Insiden itu terjadi pagi ini di stasiun Saint-Lazare, salah satu stasiun tersibuk di ibu kota Prancis.

Menurut media setempat, serangan itu dipicu setelah pria itu dihentikan oleh staf karena tidak mengenakan masker.

Dia menolak untuk mematuhi dan mengancam petugas keamanan kereta api dengan pisau, sambil meneriakkan “Allahu Akbar. Prancis diperintah oleh Negara Islam” BFMtv melaporkan.

Sebagai tanggapan, seorang petugas menarik senjatanya dan menembak beberapa kali, memukulnya dua kali di dada.

Pria itu kemudian dilarikan ke rumah sakit, di mana dia berada dalam kondisi yang mengancam jiwa, klaim laporan.

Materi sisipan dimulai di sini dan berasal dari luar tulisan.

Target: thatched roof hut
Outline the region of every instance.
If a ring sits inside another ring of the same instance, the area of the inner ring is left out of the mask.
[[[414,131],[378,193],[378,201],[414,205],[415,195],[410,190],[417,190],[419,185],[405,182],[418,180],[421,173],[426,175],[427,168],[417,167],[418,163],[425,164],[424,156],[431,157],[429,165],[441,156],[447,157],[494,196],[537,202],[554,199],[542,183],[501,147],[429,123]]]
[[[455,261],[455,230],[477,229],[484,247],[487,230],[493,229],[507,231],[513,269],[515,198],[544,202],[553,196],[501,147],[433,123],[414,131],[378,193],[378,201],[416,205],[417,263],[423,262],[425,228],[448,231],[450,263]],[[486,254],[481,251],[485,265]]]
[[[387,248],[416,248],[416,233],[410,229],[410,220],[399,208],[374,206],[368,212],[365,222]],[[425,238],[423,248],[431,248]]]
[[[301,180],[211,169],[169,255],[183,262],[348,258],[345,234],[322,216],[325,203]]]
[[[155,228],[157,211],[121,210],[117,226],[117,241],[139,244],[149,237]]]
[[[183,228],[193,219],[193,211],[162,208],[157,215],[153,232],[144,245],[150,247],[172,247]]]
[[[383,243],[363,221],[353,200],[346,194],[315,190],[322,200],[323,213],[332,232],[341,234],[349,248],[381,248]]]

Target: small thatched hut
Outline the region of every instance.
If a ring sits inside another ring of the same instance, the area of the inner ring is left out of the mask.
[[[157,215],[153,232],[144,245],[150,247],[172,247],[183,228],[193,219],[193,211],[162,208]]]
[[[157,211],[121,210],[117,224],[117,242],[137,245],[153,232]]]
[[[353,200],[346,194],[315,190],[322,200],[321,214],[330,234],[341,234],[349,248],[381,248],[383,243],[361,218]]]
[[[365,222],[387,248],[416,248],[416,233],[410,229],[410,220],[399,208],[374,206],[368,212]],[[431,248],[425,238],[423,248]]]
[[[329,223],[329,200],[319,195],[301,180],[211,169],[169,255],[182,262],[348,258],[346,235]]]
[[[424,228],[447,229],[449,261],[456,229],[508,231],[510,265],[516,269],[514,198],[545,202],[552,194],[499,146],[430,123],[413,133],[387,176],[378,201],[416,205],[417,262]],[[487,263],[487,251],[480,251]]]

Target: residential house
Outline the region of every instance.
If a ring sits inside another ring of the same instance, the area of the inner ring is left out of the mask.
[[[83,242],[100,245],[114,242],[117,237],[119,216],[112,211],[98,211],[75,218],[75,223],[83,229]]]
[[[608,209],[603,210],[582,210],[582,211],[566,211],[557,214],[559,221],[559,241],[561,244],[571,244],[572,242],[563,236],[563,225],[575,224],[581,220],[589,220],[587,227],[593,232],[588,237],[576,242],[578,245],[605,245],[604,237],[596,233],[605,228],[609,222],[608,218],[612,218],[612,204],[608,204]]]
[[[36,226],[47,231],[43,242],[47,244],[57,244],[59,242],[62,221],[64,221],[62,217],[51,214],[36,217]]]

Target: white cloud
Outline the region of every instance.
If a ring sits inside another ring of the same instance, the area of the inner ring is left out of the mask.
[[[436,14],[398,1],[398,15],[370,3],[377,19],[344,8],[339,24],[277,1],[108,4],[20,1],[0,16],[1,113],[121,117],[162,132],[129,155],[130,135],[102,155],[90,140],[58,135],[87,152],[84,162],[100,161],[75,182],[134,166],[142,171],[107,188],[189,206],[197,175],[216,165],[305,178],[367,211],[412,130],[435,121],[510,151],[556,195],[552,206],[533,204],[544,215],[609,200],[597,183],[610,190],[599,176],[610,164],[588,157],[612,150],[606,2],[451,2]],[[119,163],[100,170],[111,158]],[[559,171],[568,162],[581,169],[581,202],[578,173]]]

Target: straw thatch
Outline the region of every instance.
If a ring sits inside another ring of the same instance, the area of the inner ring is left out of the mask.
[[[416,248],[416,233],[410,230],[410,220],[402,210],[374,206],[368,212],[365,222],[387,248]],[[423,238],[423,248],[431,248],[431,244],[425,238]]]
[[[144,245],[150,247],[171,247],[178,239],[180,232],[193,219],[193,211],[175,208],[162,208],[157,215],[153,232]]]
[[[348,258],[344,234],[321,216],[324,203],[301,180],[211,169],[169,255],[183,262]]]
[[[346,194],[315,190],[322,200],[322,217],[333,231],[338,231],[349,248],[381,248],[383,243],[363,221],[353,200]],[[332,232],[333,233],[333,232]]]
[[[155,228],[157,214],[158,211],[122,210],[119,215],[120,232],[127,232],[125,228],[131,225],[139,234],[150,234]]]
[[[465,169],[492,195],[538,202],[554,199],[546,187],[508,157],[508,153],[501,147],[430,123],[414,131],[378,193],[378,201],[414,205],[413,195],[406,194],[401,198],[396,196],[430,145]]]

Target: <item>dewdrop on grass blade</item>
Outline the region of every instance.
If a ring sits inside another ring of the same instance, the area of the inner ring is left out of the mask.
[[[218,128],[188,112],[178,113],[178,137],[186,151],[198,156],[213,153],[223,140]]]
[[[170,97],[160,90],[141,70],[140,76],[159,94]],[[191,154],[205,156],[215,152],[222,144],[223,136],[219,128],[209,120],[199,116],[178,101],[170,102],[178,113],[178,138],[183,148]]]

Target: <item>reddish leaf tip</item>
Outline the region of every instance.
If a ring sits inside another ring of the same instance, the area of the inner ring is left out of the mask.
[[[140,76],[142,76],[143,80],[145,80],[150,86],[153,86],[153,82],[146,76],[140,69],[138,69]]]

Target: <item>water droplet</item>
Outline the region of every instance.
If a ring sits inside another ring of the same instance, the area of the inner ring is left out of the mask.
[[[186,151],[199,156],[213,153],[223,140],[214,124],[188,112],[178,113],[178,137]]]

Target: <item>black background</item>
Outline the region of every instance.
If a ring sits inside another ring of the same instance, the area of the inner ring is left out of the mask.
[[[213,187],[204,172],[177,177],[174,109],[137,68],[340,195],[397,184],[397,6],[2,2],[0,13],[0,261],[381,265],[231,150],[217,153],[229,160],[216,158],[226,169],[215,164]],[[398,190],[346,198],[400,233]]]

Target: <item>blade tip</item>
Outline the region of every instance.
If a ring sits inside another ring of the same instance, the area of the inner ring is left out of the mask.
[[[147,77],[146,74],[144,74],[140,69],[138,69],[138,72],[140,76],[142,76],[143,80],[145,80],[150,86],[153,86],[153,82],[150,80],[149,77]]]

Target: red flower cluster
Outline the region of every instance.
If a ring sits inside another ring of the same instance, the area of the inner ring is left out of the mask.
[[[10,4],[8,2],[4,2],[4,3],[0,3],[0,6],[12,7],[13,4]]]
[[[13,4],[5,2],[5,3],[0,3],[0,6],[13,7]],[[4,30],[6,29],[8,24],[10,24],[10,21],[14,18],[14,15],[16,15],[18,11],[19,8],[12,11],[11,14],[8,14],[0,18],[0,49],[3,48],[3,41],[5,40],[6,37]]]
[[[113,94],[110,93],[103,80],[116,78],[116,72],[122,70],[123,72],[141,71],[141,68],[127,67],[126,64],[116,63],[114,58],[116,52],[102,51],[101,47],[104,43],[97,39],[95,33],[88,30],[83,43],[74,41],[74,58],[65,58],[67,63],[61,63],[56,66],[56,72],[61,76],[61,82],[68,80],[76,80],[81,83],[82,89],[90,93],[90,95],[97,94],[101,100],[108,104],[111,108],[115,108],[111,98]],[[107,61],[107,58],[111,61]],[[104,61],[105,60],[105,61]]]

Seorang juru bicara polisi Paris tidak segera berkomentar.

Perusahaan kereta api milik negara Prancis SNCF mengatakan dalam sebuah pernyataan: “Kedua agen menggunakan senjata layanan mereka untuk membela dan menetralisirnya.

“Orang yang terluka dirawat oleh layanan darurat.”

Pria itu, yang tidak disebutkan namanya tetapi teridentifikasi dari dokumen-dokumen di barang yang dibawanya.